T9 I think is an example of how to map a large input space (keyboard) to a small device (gamepad). But it mostly thrived in a way to convey meaning to a numeric string (1-800-COLLECT, for example). But the people who actually used it for SMS/beepers were few and far between.

largely for the same reason that even a lot of “keeb” enthusiasts increasingly acknowledge that going below a 60/65% for a programmer or a 40% for a writer is… of very questionable utility. Some people have the brain pathways to learn completely different keyboard layouts and can keep 4 or 5 layers worth of keys in their heads and write straight up fortran with a 13 key keyboard, Just like how some people can learn a new spoken/written language in a few weeks. Most people can’t and they basically just “ruin” normal keyboards for themselves.
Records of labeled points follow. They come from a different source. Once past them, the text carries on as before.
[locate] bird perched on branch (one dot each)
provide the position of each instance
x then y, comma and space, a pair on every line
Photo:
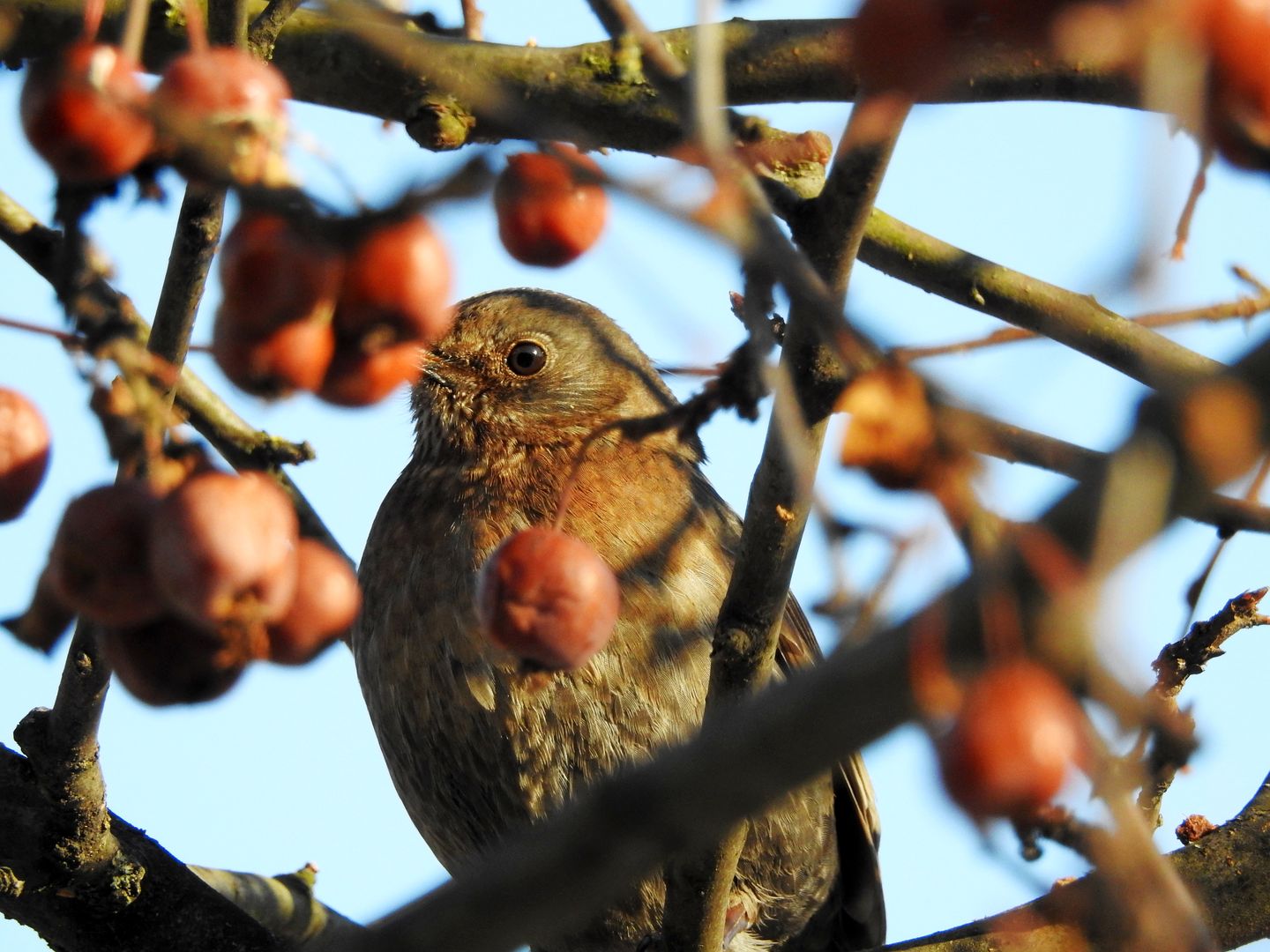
476, 747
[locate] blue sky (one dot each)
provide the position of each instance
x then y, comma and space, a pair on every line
286, 770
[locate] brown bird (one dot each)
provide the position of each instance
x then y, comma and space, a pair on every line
476, 749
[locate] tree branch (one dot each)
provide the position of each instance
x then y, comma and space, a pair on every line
1076, 320
580, 88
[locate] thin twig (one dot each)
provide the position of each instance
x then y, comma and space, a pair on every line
1177, 661
242, 444
1074, 320
473, 20
263, 33
1243, 308
1184, 221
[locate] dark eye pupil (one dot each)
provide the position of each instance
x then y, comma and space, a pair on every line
526, 358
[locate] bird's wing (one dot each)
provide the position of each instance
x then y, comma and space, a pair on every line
860, 919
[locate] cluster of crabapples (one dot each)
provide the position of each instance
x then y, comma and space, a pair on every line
302, 311
190, 584
912, 46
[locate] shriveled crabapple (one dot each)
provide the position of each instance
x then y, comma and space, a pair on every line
224, 113
325, 603
100, 565
224, 550
548, 213
86, 113
23, 452
395, 288
173, 661
548, 598
1013, 741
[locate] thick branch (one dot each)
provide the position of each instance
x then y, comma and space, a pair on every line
242, 444
1227, 871
173, 911
583, 86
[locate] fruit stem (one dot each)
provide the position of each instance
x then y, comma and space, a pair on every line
133, 28
196, 26
41, 329
93, 11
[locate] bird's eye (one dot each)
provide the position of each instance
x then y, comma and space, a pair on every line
526, 358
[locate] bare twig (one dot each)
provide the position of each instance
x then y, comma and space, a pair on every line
242, 444
1197, 190
263, 33
1243, 308
1175, 664
580, 86
473, 20
1074, 320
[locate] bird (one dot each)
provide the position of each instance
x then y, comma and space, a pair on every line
525, 383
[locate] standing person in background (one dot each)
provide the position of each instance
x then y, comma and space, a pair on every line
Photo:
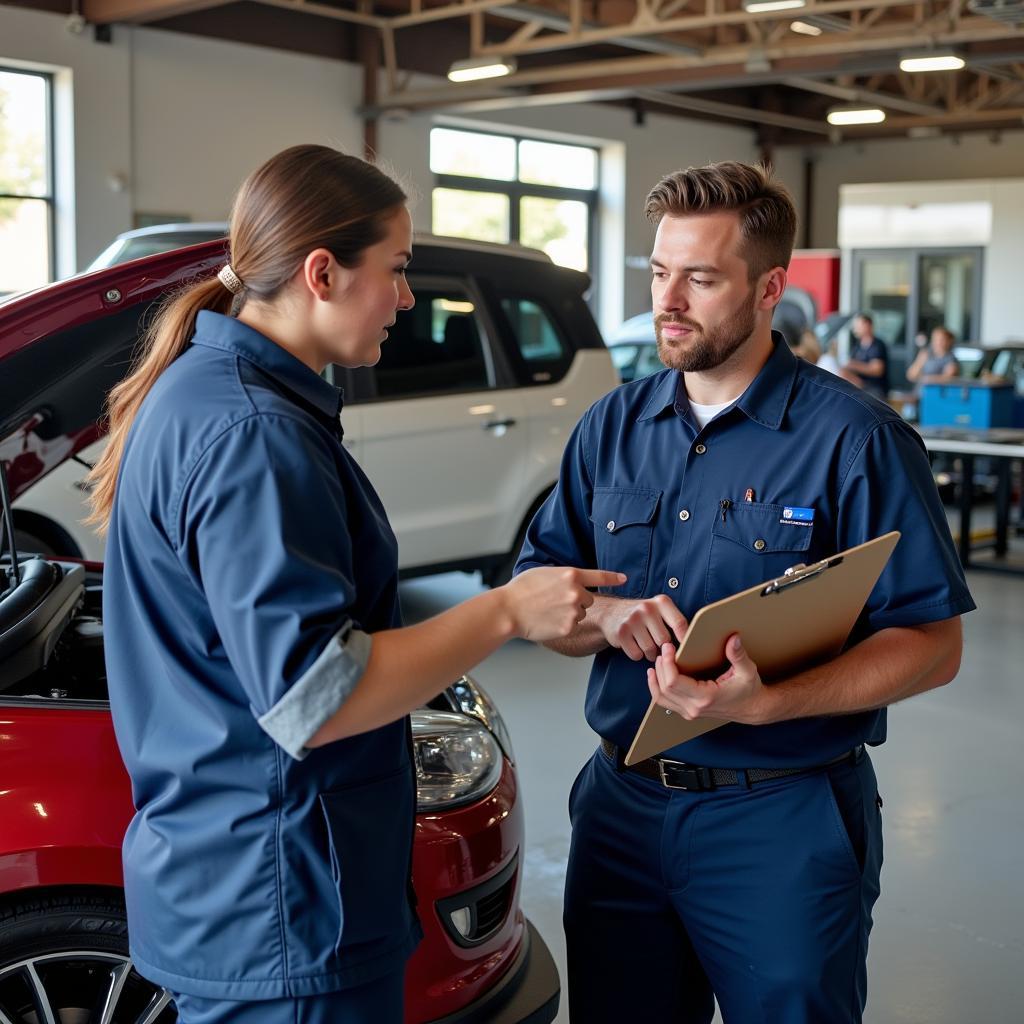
260, 678
868, 361
935, 363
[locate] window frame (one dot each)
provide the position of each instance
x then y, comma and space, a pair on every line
516, 189
50, 193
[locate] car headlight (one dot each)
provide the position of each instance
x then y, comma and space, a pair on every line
472, 699
457, 759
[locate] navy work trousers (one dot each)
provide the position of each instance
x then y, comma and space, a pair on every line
379, 1001
758, 897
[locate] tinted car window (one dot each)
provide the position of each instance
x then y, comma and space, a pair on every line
539, 339
434, 347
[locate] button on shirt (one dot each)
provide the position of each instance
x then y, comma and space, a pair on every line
798, 438
249, 561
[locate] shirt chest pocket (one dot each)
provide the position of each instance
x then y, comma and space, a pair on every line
624, 530
752, 545
370, 836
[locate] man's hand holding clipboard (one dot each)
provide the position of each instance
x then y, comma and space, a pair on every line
764, 633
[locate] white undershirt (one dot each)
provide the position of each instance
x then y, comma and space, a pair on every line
705, 414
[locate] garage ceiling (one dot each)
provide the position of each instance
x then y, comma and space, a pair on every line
710, 58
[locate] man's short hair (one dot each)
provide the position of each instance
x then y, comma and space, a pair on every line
767, 215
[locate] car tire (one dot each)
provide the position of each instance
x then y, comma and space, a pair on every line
65, 957
501, 571
35, 534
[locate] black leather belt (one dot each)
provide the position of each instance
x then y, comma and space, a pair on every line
695, 778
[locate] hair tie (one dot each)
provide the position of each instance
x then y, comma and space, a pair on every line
230, 280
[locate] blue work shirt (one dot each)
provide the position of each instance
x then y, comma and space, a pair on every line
879, 386
641, 491
249, 560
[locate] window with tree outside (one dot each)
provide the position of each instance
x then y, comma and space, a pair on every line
26, 181
507, 188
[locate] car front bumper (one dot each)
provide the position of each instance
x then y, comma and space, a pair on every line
527, 994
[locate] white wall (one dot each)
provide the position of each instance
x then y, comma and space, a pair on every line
205, 113
176, 120
93, 82
905, 160
996, 226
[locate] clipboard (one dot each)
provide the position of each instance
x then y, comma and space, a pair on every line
797, 620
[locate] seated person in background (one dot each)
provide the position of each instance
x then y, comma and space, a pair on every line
936, 361
806, 346
868, 363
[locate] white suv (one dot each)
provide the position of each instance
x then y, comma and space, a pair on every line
460, 426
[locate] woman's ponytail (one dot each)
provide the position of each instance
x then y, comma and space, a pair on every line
165, 340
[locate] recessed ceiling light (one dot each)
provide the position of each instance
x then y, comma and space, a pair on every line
476, 69
932, 61
855, 116
755, 6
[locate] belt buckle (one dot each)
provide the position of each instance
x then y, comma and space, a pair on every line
680, 775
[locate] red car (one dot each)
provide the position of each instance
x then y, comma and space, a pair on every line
65, 797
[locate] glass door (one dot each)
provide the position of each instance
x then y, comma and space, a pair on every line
910, 291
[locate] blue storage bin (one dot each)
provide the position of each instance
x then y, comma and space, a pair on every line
966, 403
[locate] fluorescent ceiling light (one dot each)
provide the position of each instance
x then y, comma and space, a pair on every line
475, 69
855, 116
934, 61
756, 6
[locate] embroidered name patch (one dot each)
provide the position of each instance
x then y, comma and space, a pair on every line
794, 516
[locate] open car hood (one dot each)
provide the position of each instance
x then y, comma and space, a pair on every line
62, 347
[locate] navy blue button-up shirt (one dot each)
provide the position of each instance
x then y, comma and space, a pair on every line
249, 561
641, 492
879, 386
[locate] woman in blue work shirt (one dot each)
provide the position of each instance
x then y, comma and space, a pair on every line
259, 677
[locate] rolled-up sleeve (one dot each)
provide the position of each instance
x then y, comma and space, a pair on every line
560, 532
263, 528
889, 486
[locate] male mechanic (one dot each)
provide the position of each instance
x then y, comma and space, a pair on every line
751, 872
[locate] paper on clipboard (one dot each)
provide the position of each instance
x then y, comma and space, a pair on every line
786, 624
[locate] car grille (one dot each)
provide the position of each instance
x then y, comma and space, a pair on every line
474, 915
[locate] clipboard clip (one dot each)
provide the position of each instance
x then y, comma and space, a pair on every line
799, 573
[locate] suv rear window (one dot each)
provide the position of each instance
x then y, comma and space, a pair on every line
539, 338
435, 347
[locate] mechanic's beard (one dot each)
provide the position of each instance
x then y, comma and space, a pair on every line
707, 349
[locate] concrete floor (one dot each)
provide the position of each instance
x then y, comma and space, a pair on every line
948, 939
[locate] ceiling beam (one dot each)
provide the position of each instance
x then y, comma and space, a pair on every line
855, 94
674, 70
546, 18
325, 10
687, 23
140, 11
732, 111
1008, 117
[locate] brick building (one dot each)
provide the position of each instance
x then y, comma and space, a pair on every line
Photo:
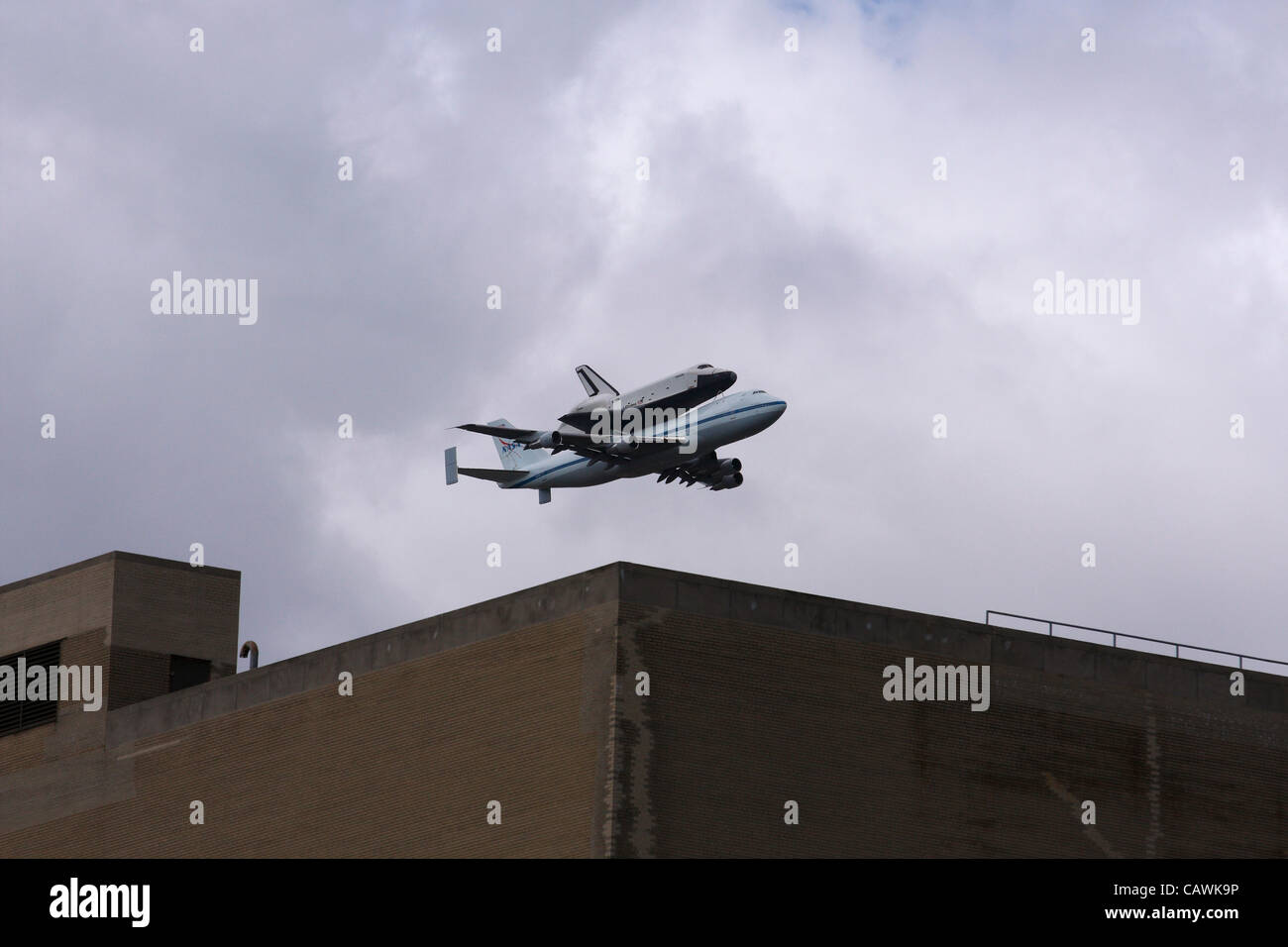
758, 697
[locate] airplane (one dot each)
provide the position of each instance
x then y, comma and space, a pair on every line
678, 446
684, 390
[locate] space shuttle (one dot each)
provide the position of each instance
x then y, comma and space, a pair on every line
690, 388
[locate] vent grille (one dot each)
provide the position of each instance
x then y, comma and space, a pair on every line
22, 715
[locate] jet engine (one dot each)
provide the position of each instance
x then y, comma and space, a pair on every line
729, 480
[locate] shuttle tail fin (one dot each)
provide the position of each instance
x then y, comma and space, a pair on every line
593, 382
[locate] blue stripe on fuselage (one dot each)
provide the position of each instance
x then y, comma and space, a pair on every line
698, 424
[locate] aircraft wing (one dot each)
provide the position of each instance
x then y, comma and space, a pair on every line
520, 434
494, 475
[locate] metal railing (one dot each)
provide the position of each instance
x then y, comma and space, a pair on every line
1116, 635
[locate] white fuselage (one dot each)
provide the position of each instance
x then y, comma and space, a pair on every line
709, 427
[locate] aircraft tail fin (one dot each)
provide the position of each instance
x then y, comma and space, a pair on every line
511, 453
592, 381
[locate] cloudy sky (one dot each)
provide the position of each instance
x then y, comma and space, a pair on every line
768, 169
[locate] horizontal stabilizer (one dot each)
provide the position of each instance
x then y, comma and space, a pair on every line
494, 475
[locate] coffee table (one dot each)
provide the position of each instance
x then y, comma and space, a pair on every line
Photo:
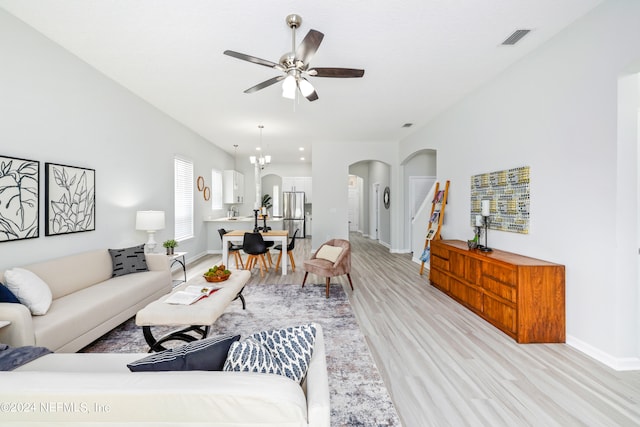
196, 318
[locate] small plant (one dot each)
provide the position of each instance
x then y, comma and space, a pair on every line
170, 244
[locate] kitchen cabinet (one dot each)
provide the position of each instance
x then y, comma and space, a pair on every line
523, 297
298, 183
232, 187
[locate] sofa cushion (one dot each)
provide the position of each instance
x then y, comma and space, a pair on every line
250, 356
202, 355
96, 305
128, 260
88, 268
31, 290
330, 253
7, 296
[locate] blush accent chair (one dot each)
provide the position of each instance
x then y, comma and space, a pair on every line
233, 249
333, 258
290, 247
254, 246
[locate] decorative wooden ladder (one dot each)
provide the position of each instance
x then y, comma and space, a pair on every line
435, 221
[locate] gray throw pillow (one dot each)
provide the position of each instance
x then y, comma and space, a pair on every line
128, 260
202, 355
7, 296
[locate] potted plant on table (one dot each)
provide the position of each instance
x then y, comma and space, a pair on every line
170, 245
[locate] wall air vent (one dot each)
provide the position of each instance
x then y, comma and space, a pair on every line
515, 37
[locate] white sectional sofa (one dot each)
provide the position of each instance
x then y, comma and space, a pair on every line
87, 301
91, 388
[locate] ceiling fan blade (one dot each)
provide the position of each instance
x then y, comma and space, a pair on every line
309, 46
251, 59
335, 72
312, 96
264, 84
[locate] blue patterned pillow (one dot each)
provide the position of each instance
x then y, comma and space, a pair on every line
292, 347
208, 354
7, 296
251, 356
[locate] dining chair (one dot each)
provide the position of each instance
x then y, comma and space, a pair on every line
233, 248
290, 248
254, 246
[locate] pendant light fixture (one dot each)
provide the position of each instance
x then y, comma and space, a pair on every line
261, 160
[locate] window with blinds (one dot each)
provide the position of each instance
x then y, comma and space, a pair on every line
216, 189
183, 199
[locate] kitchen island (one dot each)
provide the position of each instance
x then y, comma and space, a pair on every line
214, 243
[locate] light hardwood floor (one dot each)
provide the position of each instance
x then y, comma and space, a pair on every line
444, 366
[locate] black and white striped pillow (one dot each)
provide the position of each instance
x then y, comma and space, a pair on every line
208, 354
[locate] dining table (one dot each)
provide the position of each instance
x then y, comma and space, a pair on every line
278, 236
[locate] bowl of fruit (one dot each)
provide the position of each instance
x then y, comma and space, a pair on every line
217, 273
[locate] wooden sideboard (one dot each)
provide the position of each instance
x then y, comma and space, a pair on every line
524, 297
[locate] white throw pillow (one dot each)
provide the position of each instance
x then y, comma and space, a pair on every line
330, 253
31, 290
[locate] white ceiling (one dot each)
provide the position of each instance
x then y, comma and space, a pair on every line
419, 57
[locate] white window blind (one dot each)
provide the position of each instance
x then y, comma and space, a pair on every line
183, 199
216, 189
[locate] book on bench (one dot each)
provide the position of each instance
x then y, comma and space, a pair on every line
190, 294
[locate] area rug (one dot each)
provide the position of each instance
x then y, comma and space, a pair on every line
358, 394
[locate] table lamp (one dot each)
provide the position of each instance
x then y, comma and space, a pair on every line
150, 221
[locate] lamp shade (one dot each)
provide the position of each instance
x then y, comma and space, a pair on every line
150, 220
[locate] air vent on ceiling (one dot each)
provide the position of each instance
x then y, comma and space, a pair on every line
515, 37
As for hacking the gibson: Actually the vast majority of media depictions involve basically a keyboard/touch screen strapped to a wrist (that IS what a deck is). So if you really want your daily driver to be something with serious security issues due to how the lock screen is implemented… that is how you get your Count Zero on.

But that really is the issue here. You and I are discussing how you would map an actual keyboard to the steam deck. That isn’t what is being discussed here (careful, you too will get blocked (OH NOES!!!) because you didn’t give proper respect to a blog post). This is mapping an RPG/roguelite from old school curses input to a gamepad/touch screen combo. Which, as I said, is a fundamentally “wrong” idea. In large part because the vikeys/vimkeys solution of a lot of classic roguelikes/lites was a way to provide gamepad like controls with just a keyboard.


As an aside: My brain is blanking on it (it might actually have been the Steam Controller), but I remember an on screen keyboard that actually used analog sticks and felt like a weird hybrid of t9 and the god awful ps3/4 on screen keyboards. Something like you hit a button to bring up the keyboard and then move your analog stick toward a cluster (forget if they were nested or not) and buttons to pick the options. Was very much in that “This is cool as hell but my brain is not gonna learn it” category.